Du Xinming, Liu Bing, Luan Xuerong, Cui Qing, Li Leping
Department of Gastrointestinal Surgery, Shandong Provincial Hospital Affiliated to Shandong University, Jinan, Shandong 250021, P.R. China.
Department of Gastrointestinal Surgery, Zibo Central Hospital, Zibo, Shandong 250020, P.R. China.
Exp Ther Med. 2018 Jan;15(1):599-605. doi: 10.3892/etm.2017.5354. Epub 2017 Oct 23.
Chemotherapy is an important treatment modality for gastric cancer, and multidrug resistance (MDR) represents a major obstacle for successful cancer chemotherapy. There is a lack of research on whether microRNA (miR)-30a regulation affects the chemosensitivity of resistant gastric cancer cells, and mechanisms underlying the effects of miR-30a on drug resistance and cell autophagy require further investigation. In the present study, the expression of miR-30a and its effects in cisplatin (CDDP)-resistant human gastric cancer cells were investigated. A CDDP-resistant variant of the SGC-7901 cell line (SGC-7901/CDDP) was established by exposing the cells to gradually increasing drug concentrations, and miR-30a expression was detected by reverse transcription-semi quantitative polymerase chain reaction (RT-sqPCR). To examine the effect of miR-30a expression in the SGC-7901/CDDP cells, miR30a mimics or negative control miRNA were transfected into the cells, and a Cell Counting Kit-8 assay was performed to analyze the chemosensitivity of the different cell groups. RT-sqPCR and western blot analysis were also used to measure mRNA and P-glycoprotein expression, and the light chain (LC)3-II/LC3-I ratio. Furthermore, apoptosis induced by the chemotherapeutic CDDP in the different groups was assessed using flow cytometry. The results demonstrated that low expression of miR-30a was associated with chemoresistance in gastric cancer cells, and in the chemoresistant cell line SGC7901/CDDP, CDDP-induced apoptosis was weakened. Additionally, it was demonstrated that the LC3-II/LC3-I ratio was elevated in SGC7901/CDDP cells compared with chemosensitive SGC7901 cells (P<0.001), which could be attenuated by upregulating miR-30a expression (P<0.001 vs. SGC7901/CDDP control cells). These results suggested that autophagy may contribute to drug resistance in gastric cancer cells, and that the reduction of LC3-II in response to miR-30a overexpression may inhibit chemoresistance-associated autophagy in gastric cancer cells.
化疗是胃癌的一种重要治疗方式,而多药耐药(MDR)是癌症化疗成功的主要障碍。
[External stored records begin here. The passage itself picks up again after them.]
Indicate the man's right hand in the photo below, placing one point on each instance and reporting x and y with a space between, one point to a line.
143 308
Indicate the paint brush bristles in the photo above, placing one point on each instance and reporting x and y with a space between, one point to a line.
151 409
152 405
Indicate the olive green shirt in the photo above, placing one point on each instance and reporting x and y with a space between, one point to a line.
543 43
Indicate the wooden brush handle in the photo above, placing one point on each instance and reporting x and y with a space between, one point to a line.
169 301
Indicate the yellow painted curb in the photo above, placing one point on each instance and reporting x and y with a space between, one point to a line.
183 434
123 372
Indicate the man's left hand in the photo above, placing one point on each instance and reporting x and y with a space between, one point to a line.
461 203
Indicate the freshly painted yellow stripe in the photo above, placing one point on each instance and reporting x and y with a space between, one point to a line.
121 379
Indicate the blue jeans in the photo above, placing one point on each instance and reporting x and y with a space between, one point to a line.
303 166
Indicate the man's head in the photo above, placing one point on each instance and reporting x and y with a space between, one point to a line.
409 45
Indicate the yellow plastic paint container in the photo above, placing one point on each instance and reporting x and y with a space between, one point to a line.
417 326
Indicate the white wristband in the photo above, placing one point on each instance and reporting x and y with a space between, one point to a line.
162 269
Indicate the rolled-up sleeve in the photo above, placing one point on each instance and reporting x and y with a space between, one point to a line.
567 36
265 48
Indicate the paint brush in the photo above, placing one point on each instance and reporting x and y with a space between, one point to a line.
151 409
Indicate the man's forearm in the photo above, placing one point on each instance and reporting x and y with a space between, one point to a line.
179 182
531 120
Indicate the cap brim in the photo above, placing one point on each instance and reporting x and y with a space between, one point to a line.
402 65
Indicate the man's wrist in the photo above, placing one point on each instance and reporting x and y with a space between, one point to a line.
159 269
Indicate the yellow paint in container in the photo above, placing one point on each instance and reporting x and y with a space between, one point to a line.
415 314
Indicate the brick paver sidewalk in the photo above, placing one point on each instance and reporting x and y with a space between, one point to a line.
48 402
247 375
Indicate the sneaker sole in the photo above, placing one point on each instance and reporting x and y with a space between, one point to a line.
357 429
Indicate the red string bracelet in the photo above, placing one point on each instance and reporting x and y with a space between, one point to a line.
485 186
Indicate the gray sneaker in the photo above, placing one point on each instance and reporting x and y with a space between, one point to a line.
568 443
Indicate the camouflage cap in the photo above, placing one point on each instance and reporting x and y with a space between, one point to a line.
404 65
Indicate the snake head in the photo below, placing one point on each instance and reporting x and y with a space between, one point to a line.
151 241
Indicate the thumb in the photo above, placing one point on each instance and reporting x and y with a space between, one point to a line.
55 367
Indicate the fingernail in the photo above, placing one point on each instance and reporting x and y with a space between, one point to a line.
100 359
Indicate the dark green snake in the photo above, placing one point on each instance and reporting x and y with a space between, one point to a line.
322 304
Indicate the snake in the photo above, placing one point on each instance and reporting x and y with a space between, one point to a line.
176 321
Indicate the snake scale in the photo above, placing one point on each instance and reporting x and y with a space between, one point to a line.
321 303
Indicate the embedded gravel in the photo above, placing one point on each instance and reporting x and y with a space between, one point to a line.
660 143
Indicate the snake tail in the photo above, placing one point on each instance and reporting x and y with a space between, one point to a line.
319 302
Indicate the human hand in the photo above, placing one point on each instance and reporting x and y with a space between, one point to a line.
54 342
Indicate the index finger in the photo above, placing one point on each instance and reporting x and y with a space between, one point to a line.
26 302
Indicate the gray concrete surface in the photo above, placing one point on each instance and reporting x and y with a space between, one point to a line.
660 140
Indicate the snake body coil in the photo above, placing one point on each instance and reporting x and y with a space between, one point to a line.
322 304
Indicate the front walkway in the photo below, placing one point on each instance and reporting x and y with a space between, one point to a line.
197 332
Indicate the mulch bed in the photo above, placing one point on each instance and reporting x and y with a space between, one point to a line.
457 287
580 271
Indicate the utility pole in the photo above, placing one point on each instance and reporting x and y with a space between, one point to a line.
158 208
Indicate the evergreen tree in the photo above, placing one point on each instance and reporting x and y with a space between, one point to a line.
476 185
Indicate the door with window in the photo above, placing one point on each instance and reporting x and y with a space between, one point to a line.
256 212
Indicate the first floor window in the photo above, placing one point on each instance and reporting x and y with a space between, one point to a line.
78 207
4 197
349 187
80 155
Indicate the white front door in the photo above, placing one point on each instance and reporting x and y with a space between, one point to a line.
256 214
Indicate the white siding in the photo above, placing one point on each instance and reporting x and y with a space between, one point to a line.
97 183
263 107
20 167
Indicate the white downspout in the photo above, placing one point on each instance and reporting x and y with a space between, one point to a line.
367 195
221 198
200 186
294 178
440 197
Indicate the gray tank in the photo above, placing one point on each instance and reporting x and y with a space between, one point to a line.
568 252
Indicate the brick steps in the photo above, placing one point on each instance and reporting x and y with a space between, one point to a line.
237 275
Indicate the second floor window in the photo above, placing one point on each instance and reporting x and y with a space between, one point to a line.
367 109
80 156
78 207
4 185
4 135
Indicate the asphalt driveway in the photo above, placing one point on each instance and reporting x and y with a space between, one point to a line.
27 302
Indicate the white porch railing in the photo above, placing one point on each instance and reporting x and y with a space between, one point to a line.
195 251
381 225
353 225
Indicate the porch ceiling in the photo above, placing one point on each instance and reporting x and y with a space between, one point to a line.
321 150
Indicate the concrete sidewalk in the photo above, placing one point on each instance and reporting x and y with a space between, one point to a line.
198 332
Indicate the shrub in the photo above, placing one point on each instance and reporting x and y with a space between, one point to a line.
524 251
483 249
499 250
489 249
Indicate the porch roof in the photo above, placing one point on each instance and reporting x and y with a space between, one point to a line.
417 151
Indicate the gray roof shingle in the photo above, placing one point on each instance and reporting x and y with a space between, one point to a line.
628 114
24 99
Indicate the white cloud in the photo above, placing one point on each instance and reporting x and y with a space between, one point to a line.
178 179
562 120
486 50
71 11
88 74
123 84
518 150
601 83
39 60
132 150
关于微小RNA(miR)-30a调控是否影响耐药胃癌细胞的化疗敏感性,目前缺乏相关研究,miR-30a对耐药性和细胞自噬影响的机制尚需进一步研究。在本研究中,对miR-30a在顺铂(CDDP)耐药的人胃癌细胞中的表达及其作用进行了研究。通过将SGC-7901细胞系暴露于逐渐增加的药物浓度中,建立了一种CDDP耐药变体(SGC-7901/CDDP),并通过逆转录-半定量聚合酶链反应(RT-sqPCR)检测miR-30a的表达。为了检测miR-30a在SGC-7901/CDDP细胞中的表达效果,将miR-30a模拟物或阴性对照miRNA转染到细胞中,并用细胞计数试剂盒-8检测法分析不同细胞组的化疗敏感性。还使用RT-sqPCR和蛋白质印迹分析来检测mRNA和P-糖蛋白的表达,以及轻链(LC)3-II/LC3-I的比值。此外,使用流式细胞术评估不同组中化疗药物CDDP诱导的细胞凋亡。结果表明,miR-30a的低表达与胃癌细胞的化疗耐药相关,在化疗耐药细胞系SGC7901/CDDP中,CDDP诱导的细胞凋亡减弱。此外,结果表明,与化疗敏感的SGC7901细胞相比,SGC7901/CDDP细胞中LC3-II/LC3-I的比值升高(P<0.001),而上调miR-30a的表达可使其降低(与SGC7901/CDDP对照细胞相比,P<0.001)。这些结果表明,自噬可能导致胃癌细胞的耐药,并且miR-30a过表达导致的LC3-II减少可能抑制胃癌细胞中与化疗耐药相关的自噬。